IEA Report: Declining oil prices may affect production, viability of shale companies. In its monthly Oil Market Report, the International Energy Agency (IEA) projected that a prolonged downturn in oil prices could affect both production and the viability of some companies involved in shale oil development. Noting that production continues to outstrip demand, the IEA cut its forecast for 2014 demand growth to 700,000 barrels per day (a 200,000 barrels per day reduction). The IEA also noted that a long-term drop in crude prices could induce a wave of mergers and acquisitions within the industry, with high debt levels or operating in high-cost fields serving as primary targets. Highlighting the variation in drilling costs, even in highly productive fields, an IEA representative noted that even in the Bakken shale, break even production prices vary from as low as $40 per barrel in core areas to more than $85 per barrel in others.
Study highlights employment benefits of drilling in Marcellus shale. A recent study conducted by researchers at the University of Illinois, Urbana-Champagne found that natural gas development in the Marcellus shale has generated more than 45,000 construction jobs since 2008. The study, which was commissioned by the Oil and Natural Gas Industry Labor-Management Committee, evaluated total hours worked in 13 trades associated with natural gas development in Pennsylvania, Ohio, Maryland and West Virginia. The 31 percent growth in labor hours for oil and gas and related industries differed markedly from the 54 percent decline in labor hours in other sectors, demonstrating the positive impact that hydraulic fracturing has had on local economies in the Marcellus shale.

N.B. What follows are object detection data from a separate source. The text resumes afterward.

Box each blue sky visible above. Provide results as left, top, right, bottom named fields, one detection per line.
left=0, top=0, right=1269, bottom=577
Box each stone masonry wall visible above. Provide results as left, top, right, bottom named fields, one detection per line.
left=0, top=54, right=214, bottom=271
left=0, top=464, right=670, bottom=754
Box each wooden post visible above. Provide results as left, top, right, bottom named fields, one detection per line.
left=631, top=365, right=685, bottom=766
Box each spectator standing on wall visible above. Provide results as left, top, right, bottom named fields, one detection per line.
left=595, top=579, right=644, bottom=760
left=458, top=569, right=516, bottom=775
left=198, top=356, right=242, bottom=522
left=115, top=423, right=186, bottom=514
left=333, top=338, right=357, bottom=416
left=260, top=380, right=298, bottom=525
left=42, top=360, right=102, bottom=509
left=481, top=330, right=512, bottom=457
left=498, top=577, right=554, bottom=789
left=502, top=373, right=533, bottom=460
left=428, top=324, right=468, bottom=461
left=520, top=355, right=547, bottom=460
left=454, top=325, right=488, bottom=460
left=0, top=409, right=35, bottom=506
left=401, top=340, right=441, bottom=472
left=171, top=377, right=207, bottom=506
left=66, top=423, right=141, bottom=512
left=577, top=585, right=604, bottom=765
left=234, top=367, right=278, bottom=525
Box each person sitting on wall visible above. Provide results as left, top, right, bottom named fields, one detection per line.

Researchers’ model predicts increased reliance on natural gas will not reduce climate change. In an article published in Nature, researchers concluded that increased consumption of natural gas will have little effect on climate change because gas will replace zero- and low-emission energy sources rather than other fossil fuels. In the study, five research teams from the United States, Australia, Austria, Germany and Italy developed “integrated assessment models” to assess the impact of increased natural gas consumption. The article reported the models showed that by replacing renewable fuels, causing releases of methane emissions through leaks and other sources, and increasing overall energy use due to lower prices, natural gas would leave greenhouse gas emissions little changed from business as usual projections. At the same time, the article acknowledges that natural gas development provides measurable benefits including economic growth, reduced local air pollution and increase in energy security.